長文を打ち込む未来

テキストエディタなんか作っておいてこんなこというのはなんなのですが、W-ZERO3上で最も長文編集に向いている環境は、付属アプリの「Word Mobile」です。
無駄な再描画は行われないし、文頭に日本語で文字を挿入してもへっちゃらです(じつは、標準EditControlでも、IME経由ではない文字だとさほど問題ありません。いかにWindows Mobileが日本でテストされてこなかったかが良くわかります(;_;))。単体のアプリとしては大変良くできています。
ただ、これで書いたが最後、PCで見ても中途半端、PCで編集するとWord Mobileではさらにひどいことになる不思議ファイルが出来上がります。
書けはするけど、運用性がまるでなってないので、大事な文章は書けません。
まだ、LinuxZaurusに載ってたHancom Mobile Wordの方が「何もできない」っぷりがいっそすがすがしくて便利でした。
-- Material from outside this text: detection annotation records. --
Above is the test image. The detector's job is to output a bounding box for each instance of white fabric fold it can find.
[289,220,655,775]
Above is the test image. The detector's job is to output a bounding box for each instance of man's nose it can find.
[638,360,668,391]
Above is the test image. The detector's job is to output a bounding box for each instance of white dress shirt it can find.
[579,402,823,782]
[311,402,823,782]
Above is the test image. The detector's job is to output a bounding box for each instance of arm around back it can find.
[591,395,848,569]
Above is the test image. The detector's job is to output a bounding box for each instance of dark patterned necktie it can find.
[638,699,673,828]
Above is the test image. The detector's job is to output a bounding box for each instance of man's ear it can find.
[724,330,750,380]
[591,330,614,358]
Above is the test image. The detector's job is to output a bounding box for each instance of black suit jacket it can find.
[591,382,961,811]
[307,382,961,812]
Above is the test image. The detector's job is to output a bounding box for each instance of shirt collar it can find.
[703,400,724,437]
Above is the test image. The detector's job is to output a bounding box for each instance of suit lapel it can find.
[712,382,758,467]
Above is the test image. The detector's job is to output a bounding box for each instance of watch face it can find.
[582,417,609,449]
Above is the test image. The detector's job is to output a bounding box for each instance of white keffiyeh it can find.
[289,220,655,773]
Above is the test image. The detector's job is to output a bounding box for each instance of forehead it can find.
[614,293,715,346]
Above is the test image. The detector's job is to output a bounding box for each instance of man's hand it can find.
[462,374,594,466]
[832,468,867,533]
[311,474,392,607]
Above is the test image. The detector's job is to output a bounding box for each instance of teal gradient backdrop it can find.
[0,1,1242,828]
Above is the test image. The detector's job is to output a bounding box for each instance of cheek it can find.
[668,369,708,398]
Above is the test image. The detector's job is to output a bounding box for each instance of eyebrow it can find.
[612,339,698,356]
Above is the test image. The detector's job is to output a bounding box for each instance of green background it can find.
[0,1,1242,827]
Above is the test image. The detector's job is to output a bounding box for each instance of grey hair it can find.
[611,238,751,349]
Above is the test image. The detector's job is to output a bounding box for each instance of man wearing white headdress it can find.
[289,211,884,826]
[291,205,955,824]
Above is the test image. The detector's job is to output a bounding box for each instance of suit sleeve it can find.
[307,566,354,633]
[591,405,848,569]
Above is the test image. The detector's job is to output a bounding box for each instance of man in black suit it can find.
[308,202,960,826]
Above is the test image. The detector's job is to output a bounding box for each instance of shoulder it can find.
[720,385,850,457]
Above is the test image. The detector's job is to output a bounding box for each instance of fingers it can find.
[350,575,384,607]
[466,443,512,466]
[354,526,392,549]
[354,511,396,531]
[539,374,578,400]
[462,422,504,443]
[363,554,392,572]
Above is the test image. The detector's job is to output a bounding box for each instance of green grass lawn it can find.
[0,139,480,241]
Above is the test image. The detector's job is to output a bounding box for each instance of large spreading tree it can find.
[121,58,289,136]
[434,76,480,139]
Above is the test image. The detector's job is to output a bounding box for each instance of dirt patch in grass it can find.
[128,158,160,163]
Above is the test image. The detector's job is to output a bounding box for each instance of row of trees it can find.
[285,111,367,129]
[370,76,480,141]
ほかにもいろいろアプリはあります。どうしようもないWindows Mobile標準のテキストコントロールに見切りをつけて独自実装している人たちは、やっぱりエディタのエディタとしての機能をきちんと見ていますやね。
UKEditorや(多分)JUSquidもそうなのですが、長文を打ち込んでも大丈夫ですし、長文の最初の方で日本語の入力をしてもへっちゃらです。
とくに、インライン変換による文字挿入をサポートしていないUK-EditorのnEditはある意味非常に快適で、標準EditControlにもこの機能があればいいのにとしみじみ思います。


前にも少し書きましたが、NotepadWMの開発の動機の一つは、微妙に標準EditControlと違うっぽい.Net Compact FrameworkのTextBoxでは、長文の入力周りのバグがWord Mobileのように取れているのではないかといういちるの望みを込めて試してみた、というのがあります。
もっとも、この望みはあっさり砕かれてしまったのですが(^^;)、だったら、「長い文章じゃなくてもいいので、たくさん書き殴るには」という方針の産物として、Techo互換やタブによる切り替えというものが生まれてきたのでした。
もっとも、こうして書いている雑文や技術資料だと文章を分割して書いても全然問題ありませんが、これが長編小説とかだと、文章のテンポが崩れてストレスなんだろうなぁ、とか思ったり。
章立てせずに一気に書きつづるタイプの作家さんなんかはWindows Mobileで書き始めると大変なのではないでしょうか。
……って、そういう人は仕事場への行き帰りの電車の中で立ったまま長文書き殴るなんてことはしないか(^^;)。


閑話休題
じつは、現代日本という時代背景は、今までの日本の歴史の中で、最も「文章」が消費されている時代なのではないかと思っています。
そもそも、Webを初めて知ったとき(実にもう10年以上前だ(^^;))「これからは全国区の同人誌を作り放題だ」と、今はなきJapan Edgeなどを見ながら思ったものでした。
情報発信に対するコストが劇的に下がり、特に発信用の情報の制作に最もコストがかからない「文章」というものにきっと皆が迎合するにちがいない、と。
はたしてこの未来予想はおおむね当たっていたように思えるのですが(2ちゃんねるや、自称ニュースサイトも含めて、ね)、その割には執筆環境って良くなっていないような気がします。
パソコンは相変わらず大きく、使うには大量の電気がいり、皆が持ち歩くようになった携帯電話も、入力メソッドこそいろいろ進歩していこそすれ、テキストエディタとしてはあまり使われていません。
たまたま私は今まで、小さい端末とといえば何でもかんでも「テキストエディタ」とみなしてしまう癖がついているので、文章を書き殴るための方法論にえらい意識的でしたが、実はこの「文章を書き殴る」という行為は私個人のローカルな用途ではなくて、使い方さえわかってくれば、爆発的に広がっていくんじゃないかと思っています。
みんながみんな、大量の文章を供給する(消費するってことは、どこからか供給されているってことと同義ですよね)現代においては、かつてのモバイルギアやオアシスポケットがどこかに置き忘れてきてしまった「どこでも文章がかけて幸せ」という未来こそが、目指すべき方向なんじゃないかと思ったりしています。
思いついたときに書き殴れる。空いている時間に書き殴れる。文章のクオリティや肉体的状況に由来する文体への影響などは全部さておき、何でもかんでも文章化する。
W-ZERO3のヒットを見ていると、結構な台数の出ているこの端末であれば、その未来の先鞭をつけられるような気がするんですけどね。
スマートフォンかどうか、ではなくて、単に「キーボード付きの端末」というその一点において。